Nonetheless, there is still strength in numbers, and protesting  is still one of the most effective ways to practice your first amendment rights. It is perfectly legal to peacefully protest as long as you know your rights under the first amendment.  As seen from past protests all over the world, it is clear that this method of action is productive. The best way to look at this is, is to focus on the overall numbers in these marches, some reaching in the hundreds of thousands; if you have an opinion, chances are someone agrees with you and is willing to fight for that ideal.

It is apparent that common ground can easily be found on a multitude of issues ranging across the country, so more likely than not, people agree with you. If you are an individual that is upset with something, want something changed, or want your opinions heard, there will always be at least one person that’ll stand with you. It is undeniably true that change comes from amassing power, and this is the greatest way to bring attention to any plight.

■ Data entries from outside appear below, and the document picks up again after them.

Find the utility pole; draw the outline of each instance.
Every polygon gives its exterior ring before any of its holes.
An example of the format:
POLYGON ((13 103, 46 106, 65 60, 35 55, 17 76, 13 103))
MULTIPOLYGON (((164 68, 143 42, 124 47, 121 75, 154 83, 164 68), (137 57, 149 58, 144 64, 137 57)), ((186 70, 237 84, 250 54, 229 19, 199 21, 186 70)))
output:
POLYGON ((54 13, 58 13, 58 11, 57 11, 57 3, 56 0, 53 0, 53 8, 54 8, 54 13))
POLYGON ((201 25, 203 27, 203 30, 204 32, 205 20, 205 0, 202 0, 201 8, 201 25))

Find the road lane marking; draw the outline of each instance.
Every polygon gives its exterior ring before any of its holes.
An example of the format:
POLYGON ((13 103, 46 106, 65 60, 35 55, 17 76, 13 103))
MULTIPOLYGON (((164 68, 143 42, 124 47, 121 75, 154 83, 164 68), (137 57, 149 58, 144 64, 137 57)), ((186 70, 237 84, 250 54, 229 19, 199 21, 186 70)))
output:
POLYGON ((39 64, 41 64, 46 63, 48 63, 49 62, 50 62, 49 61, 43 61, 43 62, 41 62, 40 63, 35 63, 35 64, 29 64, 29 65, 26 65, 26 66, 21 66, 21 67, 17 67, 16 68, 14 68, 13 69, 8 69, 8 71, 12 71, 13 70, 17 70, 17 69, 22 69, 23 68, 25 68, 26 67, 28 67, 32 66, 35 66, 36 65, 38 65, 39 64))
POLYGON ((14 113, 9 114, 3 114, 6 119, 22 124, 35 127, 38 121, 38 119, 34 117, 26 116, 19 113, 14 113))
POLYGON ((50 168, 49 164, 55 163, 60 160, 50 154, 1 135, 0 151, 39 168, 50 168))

Moreso, people who refuse to take action to support their ideals and convictions, simply submit to the opposing power, they accept defeat. Nothing changes if no one speaks up, and there is a certain unity brought up by amassing in opposition, and there is growth in a movement because of that spark which started the fire of controversy. In Egypt, an ongoing revolution spanning from 2011-14 began with  a sit-in at a town square in Cairo; over the course of the protest, the revolution grew so large it and spread to so much of the country, it overthrew two government regimes. But the truly remarkable part of the revolution, was that it was started by mostly young people, majority of them in their thirties or younger.

Protesting will always be a way to present opposition, and bring about change to the world we live in. The greatest question to ask yourself when debating protest is, “If I care about something but refuse to fight for it, do I care at all?”